In splatter-mode, just like in alevin mode minnow accepts at least three different files, in the same format, quants_mat.csv, quants_mat_cols.txt, quants_mat_rows.txt. Although splatter matrix is a gene to cell matrix. While running splatter it is easy to create this format by inserting few lines after running splatter. Below is an example,

sim <- splatSimulate( 
	nGenes=num_genes, 
	batchCells=num_cells, 
	verbose = FALSE
)
write.table(rownames(sim), file= file.path(out_dir, "quants_mat_rows.txt"), quote=FALSE, col.names=FALSE, row.names=FALSE)
write.table(colnames(sim), file= file.path(out_dir, "quants_mat_cols.txt"), quote=FALSE, col.names=FALSE, row.names=FALSE)
write.table(counts(sim), file= file.path(out_dir, "quants_mat.csv"), quote=FALSE, col.names=FALSE, row.names=FALSE, sep=",")  

Main model options

How to generate a right gfa file given a particular READ_LEN

# delete non unique k-mers of length <READ_LEN>
fixFasta --klen <READ_LEN+1> --input <fasta_file> --output <fixed_fasta_file> 

# delete duplicated sequences 
seqkit rmdup -s  <fixed_fasta_file> > <dedup_fasta>

# run TwoPaCo to produce gfa
TwoPaCo/build/graphconstructor/twopaco -k <READ_LEN+1> -t 10 -f 20 <dedup_fasta> --outfile dbg.bin --tmpdir /tmp/

TwoPaCo/build/graphdump/graphdump <tr.gfa> -k <READ_LEN+1> -s <fasta_file> -f gfa1 dbg.bin

The above process are required to be executed sequencially,

-OR- download files

for ease of use we uploaded the de-Bruijn graph and reference transcripts are uploaded in zenodo. DOI Join the chat at https://gitter.im/minnow-sim/community

--dbg-mode

Minnow accepts a de-Bruijn graph in gfa format. (produced by TwoPaCo)
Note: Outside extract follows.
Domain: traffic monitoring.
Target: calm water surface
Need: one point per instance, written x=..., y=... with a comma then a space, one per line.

In --dbg mode minnow accepts few additional options, such as --gfa (required), --bfh (optional), --rspd (optional). The repository currently contains two different probability files estimated from 10X pbmc 4k dataset. If --dgb option is provided without any of --bfh, --geneProb or --countProb is provided, those default files will be read.

Default mode

In default mode weibull distribution is used.

Example files

gene prob file - data/hg/geneLebelProb_pbmc_4k.txt
gene prob file - data/hg/countProb_pbmc_4k.txt
transcript to gene - data/hg/hg_t2g.tsv

Complete examples

--alevin-mode + --dbg + --geneProb

src/minnow simulate --alevin-mode --binary --g2t <transcript_to_gene_file> -m <alevin-dir>/alevin --PCR <PCR-cycle> -r <fasta_file> -e <error_rate < 1> -p <#threads> 2> -o <out_dir> --useWhiteList --dbg --gfa <gfa_file> --geneProb <gene_prob_file> --rspd <fragment_length_dist_file> -s <#samples>

--alevin-mode + --dbg + --bfh

src/minnow simulate --alevin-mode --binary --g2t <transcript_to_gene_file> -m <alevin-dir>/alevin --PCR <PCR-cycle> -r <fasta_file> -e <error_rate < 1> -p <#threads> 2> -o <out_dir> --useWhiteList --dbg --gfa <gfa_file> --bfh <bfh_file> --rspd <fragment_length_dist_file> -s <#samples>

--splatter-mode + --dbg

src/minnow simulate --splatter-mode --g2t <transcript-gene> -m <alevin-dir> --PCR <PCR-cucle> -r <fasta_file> -e <error-rate> -p <#threads> -o <out_dir> --dbg --gfa <gfa_file> --bfh <bfh_file>

--splatter-mode + --useWeibull (Create favorable example)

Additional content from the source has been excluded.